Data use actions: data use in communities and health facilities

A total of 21 articles reported evidence related to data use at the community and health facility levels. Among the immunization literature, 11 articles reported an improvement in data use by frontline health workers and two articles found no evidence of improvement. At the facility level, data use interventions placed more emphasis on improving data collection practices and data quality. There was low-strength evidence that health facilities used data from digital information systems to make decisions and take action. Two nonexperimental mixed-methods studies of EIR interventions found an increase in facility health workers who self-reported using data to guide their actions [25, 27], but other studies of EIR and HMIS interventions did not detect a change [26, 29, 43, 44]. Challenges such as data entry burdens, poor infrastructure, and lack of feedback from the district and higher levels contributed to inconsistent use. 

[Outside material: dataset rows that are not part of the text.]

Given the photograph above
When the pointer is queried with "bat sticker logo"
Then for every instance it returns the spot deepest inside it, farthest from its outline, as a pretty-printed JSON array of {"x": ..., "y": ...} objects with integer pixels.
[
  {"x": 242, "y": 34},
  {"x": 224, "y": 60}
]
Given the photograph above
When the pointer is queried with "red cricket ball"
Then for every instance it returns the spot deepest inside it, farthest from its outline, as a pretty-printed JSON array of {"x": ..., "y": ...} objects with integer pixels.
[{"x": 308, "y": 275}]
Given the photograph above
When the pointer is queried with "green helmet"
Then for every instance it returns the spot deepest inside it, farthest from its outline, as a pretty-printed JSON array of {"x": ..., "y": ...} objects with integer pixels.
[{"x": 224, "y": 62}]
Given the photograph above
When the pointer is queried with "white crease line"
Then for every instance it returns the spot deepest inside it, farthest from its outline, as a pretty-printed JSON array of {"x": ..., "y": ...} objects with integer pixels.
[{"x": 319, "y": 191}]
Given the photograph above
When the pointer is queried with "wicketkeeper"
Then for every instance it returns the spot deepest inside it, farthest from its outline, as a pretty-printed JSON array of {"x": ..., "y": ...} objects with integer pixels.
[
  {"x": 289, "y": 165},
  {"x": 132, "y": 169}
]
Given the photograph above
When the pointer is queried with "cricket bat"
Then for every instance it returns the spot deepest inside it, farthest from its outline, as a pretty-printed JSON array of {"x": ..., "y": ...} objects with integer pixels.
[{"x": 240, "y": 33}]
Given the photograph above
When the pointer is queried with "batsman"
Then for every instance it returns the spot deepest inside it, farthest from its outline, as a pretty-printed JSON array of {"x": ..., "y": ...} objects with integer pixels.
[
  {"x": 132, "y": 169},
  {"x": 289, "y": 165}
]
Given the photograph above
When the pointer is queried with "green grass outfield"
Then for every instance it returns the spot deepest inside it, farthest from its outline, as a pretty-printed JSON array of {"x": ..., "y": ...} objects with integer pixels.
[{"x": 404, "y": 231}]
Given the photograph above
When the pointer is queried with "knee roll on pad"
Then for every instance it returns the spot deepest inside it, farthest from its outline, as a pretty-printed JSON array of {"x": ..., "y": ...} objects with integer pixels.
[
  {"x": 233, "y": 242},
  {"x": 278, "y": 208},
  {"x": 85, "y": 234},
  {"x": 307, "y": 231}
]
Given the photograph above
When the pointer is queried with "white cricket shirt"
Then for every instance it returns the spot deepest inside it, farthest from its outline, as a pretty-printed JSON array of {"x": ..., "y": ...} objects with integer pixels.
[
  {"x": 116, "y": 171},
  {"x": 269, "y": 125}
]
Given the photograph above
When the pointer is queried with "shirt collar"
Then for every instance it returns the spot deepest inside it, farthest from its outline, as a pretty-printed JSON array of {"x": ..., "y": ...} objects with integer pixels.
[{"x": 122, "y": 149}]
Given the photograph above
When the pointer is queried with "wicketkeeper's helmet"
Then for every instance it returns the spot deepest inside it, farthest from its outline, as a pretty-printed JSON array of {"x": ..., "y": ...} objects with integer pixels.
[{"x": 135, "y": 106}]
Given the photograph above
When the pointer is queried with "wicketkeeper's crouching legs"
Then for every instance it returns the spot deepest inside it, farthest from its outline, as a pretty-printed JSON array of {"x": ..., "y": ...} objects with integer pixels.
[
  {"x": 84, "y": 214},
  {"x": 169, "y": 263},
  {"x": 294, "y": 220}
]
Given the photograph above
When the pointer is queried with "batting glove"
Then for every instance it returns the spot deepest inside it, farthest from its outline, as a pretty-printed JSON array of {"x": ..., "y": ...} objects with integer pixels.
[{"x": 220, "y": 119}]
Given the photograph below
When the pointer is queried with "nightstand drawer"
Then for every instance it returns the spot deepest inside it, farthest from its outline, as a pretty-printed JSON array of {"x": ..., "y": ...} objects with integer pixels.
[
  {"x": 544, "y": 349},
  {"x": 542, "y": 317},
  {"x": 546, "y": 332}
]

There was low- to moderate-strength evidence from other interventions. Three articles found that health facilities used monitoring charts and data dashboards to review whether they were meeting targets, respond to low vaccine coverage, and follow up on defaulters [49, 54, 55]. Data quality assessments were the most common intervention type to result in data use by health facilities but centered on resolving data quality issues rather than improving service delivery [60,61,62, 66,67,68]. Supportive supervision interventions targeting the facility level, such as the Data Improvement Team intervention in Uganda, showed mixed evidence of effectiveness. Results from routine project monitoring found an increase in the proportion of health facilities with documented evidence that routine immunization data were used for decision-making, but a rapid organizational-level survey found that none of the health facilities sampled had implemented Data Improvement Team recommendations related to data use [86, 92]. Reasons for inaction included insufficient availability of required materials, inadequate human resources capacity (e.g., new and untrained staff, and low motivation), and a poor management structure that lacked clarity around roles and responsibilities related to data analysis and use. Training in various forms and intensities was a secondary component in at least 17 interventions reviewed. There was low-strength, mostly anecdotal, evidence that one-off training interventions contributed to data use [95, 124]. However, when training was implemented as part of a multicomponent intervention, or reinforced by supportive supervision, these interventions had moderate-strength evidence of improving data use [96,97,98, 108]

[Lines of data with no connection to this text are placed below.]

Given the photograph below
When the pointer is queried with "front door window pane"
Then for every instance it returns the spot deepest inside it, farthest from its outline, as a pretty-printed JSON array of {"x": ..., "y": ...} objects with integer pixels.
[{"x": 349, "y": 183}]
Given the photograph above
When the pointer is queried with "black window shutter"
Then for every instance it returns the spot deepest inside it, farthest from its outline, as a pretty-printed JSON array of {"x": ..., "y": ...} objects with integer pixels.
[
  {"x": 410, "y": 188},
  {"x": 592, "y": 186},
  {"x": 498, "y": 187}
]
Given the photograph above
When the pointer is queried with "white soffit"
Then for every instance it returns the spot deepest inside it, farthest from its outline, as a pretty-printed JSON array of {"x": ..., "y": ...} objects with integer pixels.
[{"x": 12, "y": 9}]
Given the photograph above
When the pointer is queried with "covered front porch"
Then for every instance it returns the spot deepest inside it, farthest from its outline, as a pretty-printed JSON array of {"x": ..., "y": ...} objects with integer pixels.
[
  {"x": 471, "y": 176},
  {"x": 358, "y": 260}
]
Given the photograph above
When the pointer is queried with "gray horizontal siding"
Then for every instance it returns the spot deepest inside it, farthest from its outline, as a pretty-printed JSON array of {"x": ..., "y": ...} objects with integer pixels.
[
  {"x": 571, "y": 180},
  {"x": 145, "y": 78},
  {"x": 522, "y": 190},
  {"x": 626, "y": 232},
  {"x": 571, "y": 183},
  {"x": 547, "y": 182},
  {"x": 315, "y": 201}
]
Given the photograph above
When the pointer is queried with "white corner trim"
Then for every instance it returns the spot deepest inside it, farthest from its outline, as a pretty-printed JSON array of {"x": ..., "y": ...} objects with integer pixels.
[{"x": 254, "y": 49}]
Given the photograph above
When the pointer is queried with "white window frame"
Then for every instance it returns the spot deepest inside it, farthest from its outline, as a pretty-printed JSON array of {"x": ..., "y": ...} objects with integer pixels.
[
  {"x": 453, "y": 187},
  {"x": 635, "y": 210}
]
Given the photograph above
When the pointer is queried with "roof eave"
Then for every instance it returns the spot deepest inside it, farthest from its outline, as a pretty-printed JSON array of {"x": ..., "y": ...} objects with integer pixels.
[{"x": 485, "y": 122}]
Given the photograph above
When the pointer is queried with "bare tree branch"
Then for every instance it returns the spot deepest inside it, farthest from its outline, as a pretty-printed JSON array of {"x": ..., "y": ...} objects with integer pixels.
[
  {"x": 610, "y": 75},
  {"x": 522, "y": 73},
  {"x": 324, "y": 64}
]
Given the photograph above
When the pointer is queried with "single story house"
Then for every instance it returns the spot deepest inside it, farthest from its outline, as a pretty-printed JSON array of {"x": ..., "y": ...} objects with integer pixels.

Data use actions: data use at the district level

A total of 17 articles reported evidence related to data use at the district level. Among the immunization literature, ten articles measured an improvement in data use by health districts and two articles found no change. LMIS interventions were the most common intervention type to find evidence of increased data use by health districts. Reported data use outcomes were related to supply chain management and included data use in vaccine forecasting and delivery, response to stockouts and cold chain equipment breakdowns, and decisions involving monitoring and supervising health facilities [23, 36, 100, 109]. LMIS interventions that leveraged additional data use strategies were most effective. In Mozambique, for example, the success of the Dedicated Logistics System was influenced by recruiting logisticians responsible for data collection and entry, thus relieving facility health workers from the task; incorporating built-in data visualization to support analysis; and coordinating monthly data review meetings to identify bottlenecks and solutions to improve performance [125]. 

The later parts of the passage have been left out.